Meninos e meninas pelo mundo
Outros povos indígenas delimitam papéis parecidos para meninos e meninas, mas é interessante ver como certas sociedades apresentam comportamentos bem diferentes para cada grupo. Essa foi uma das principais descobertas da antropóloga norte-americana Margaret Mead. A pesquisadora observou o comportamento de adultos e crianças de diversas comunidades ao redor do mundo a partir da década de 1930. Ela constatou que certas características, apesar de serem associadas ao sexo masculino ou feminino, como se fossem naturalmente ou biologicamente masculinas ou femininas, são reflexos culturais.
Notou, por exemplo, que a tribo da Nova Guiné Arapesh demonstrava uma gentileza universal. Homens e mulheres se mostravam gentis, não agressivos e se envolviam, os dois, no cuidado com os filhos, sendo estimulados a isso desde a infância. Também encontrou o povo Mundugumor, por outro lado, agressivos e violentos, sem distinção de sexo. Já no povo Tchambuli, notou que as mulheres tinham um claro protagonismo, com mais poder que os homens – elas forneciam os alimentos, pescavam e faziam as vendas. Os homens cuidavam da arte e da estética, e se mostravam mais emotivos.
Mead constatou ainda que as crianças dessas tribos nem sempre manifestavam comportamentos comuns às crianças norte-americanas, como ciúme entre irmãos. Entre as crianças de Bali percebeu que ficavam muito tempo, até o primeiro ano, sendo carregadas pelas pessoas – homens, mulheres, jovens, idosos e até por outras crianças.

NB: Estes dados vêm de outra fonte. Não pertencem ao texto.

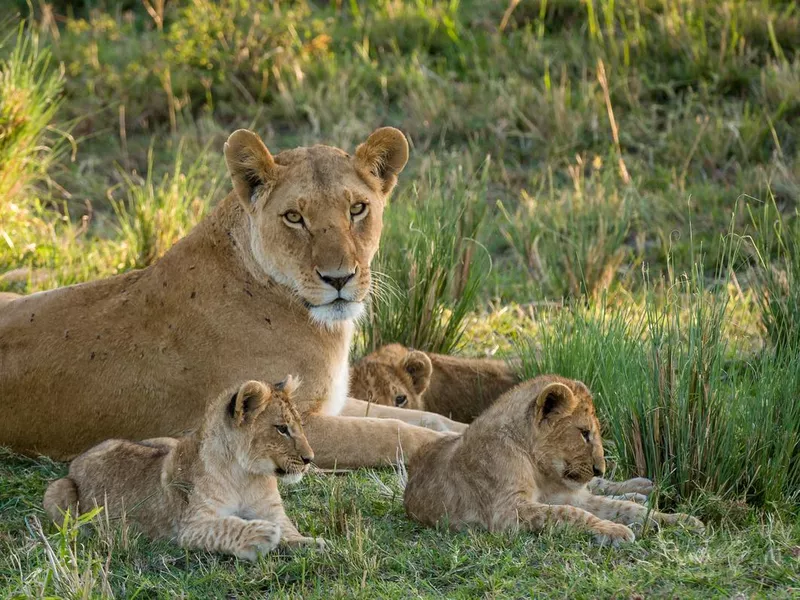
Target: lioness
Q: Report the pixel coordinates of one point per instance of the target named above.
(523, 463)
(269, 283)
(213, 490)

Com isso, aprendiam mais sobre o mundo humano e o corpo, e eram estimuladas ao contato.
Inadaptação: uma dor universal
A antropóloga identificou algo interessante em seus estudos e observações. Pessoas dessas comunidades que não se comportavam dentro dos padrões vigentes sofriam opressão e preconceito. A mesma coisa percebemos hoje no Brasil. Com frequência, meninos que brincam de boneca, por exemplo, podem ser repreendidos, assim como meninas que queiram praticar lutas e jogar futebol. Ou seja: independentemente do comportamento imposto, o fato é que impor alguma norma gera sofrimento, pois nem todo mundo vai se sentir à vontade dentro do que é esperado.
Além disso, são os comportamentos esperados de meninos e meninas que levam aos estereótipos, à ideia de que uma mulher deve ser de determinado jeito e que um homem deve ser de outro determinado jeito. Assim, a forma de evitar a construção de estereótipos, que tanto engessam a todos nós, é buscar uma maior neutralidade na criação de meninos e meninas.

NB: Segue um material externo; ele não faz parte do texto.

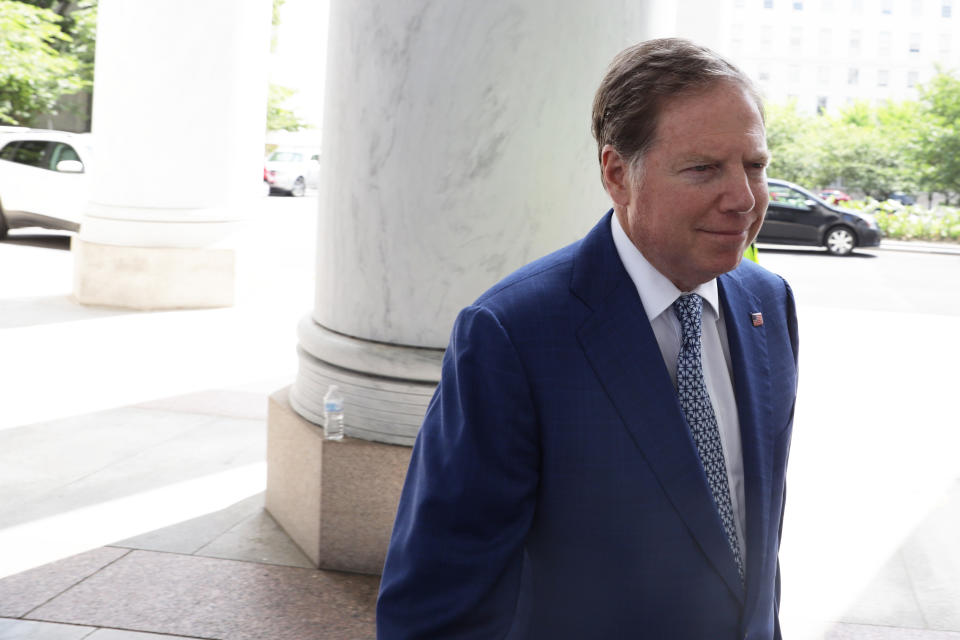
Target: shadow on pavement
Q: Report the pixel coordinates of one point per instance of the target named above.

Os estereótipos alimentados desde a infância
Experiências nesse sentido já são realizadas em países como a Suécia. Ali, fez-se um estudo com crianças de 3 a 6 anos de uma escola que, entre outras ações, evita a diferenciação de brinquedos para meninos e meninas. A pesquisa comparou o comportamento desses alunos com os de uma escola tradicional. O que se notou foi que as crianças do primeiro grupo tinham menos tendência a reproduzir estereótipos e maior interesse em brincar com crianças do gênero oposto.
Outro risco de alimentar estereótipos de gênero na infância é que isso parece criar opressões desde cedo. Um estudo realizado pela Plan aponta, por exemplo, que mais de 81% das meninas entre 6 e 14 anos arrumam a própria cama, em oposição a 11% dos meninos. Mais de 76% também lavam a louça e 65% limpam a casa, enquanto 12% dos meninos lavam a louça e 11% limpam a casa. Ou seja, as brincadeiras e papéis desenhados na infância já parecem prender meninas ao trabalho doméstico, e liberar meninos.

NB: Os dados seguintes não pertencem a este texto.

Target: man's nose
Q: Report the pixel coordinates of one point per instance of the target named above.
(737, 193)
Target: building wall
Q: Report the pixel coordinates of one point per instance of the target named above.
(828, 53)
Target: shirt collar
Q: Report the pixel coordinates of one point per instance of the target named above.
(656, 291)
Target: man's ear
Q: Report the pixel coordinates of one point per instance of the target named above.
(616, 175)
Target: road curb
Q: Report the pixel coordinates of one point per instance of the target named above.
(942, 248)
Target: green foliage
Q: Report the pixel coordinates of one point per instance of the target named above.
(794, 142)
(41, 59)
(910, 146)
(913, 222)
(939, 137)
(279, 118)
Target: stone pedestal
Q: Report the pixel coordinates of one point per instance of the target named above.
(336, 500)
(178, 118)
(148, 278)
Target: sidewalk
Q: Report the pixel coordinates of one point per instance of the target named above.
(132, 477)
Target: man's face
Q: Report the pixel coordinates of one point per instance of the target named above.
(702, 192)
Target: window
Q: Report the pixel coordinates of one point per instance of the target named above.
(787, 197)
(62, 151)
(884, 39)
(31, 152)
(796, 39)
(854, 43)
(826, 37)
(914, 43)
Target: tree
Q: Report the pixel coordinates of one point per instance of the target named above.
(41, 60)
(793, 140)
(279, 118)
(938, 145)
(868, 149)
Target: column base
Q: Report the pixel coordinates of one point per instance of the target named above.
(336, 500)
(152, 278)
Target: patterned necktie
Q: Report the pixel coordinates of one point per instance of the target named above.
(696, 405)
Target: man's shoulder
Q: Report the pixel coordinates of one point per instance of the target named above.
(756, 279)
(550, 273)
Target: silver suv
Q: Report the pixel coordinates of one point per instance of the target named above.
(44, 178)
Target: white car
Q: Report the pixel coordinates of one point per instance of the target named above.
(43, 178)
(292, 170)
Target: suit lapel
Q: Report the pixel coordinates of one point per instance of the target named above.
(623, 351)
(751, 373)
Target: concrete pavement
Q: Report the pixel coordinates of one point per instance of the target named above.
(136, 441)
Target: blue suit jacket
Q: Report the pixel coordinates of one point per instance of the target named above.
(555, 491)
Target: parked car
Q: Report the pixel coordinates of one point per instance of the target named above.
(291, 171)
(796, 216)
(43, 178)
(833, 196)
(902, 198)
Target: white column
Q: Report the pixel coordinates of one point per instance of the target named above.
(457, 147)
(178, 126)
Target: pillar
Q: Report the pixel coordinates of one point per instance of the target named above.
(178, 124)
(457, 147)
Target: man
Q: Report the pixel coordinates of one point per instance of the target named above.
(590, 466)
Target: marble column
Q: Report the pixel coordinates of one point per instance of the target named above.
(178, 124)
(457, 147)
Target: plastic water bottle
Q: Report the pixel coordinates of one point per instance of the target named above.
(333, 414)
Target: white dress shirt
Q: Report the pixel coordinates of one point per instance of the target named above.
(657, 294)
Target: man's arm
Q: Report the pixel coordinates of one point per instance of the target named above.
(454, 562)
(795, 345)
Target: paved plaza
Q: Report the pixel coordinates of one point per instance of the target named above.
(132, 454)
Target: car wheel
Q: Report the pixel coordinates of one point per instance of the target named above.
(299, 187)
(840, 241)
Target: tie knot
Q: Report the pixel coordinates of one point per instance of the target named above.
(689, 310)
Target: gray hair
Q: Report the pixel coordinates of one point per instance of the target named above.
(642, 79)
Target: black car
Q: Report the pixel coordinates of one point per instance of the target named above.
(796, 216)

Sabemos que a distribuição de tarefas domésticas ainda é bem desigual no Brasil. Dados do IBGE de 2017 apontam que, por semana, as mulheres gastam mais de 20 horas com tarefas dentro de casa. Enquanto isso, os homens gastam 10. Uma diferença que parece ser semeada ainda nas brincadeiras que são traçadas na infância, e que cabe a nós, adultos, rever e diversificar.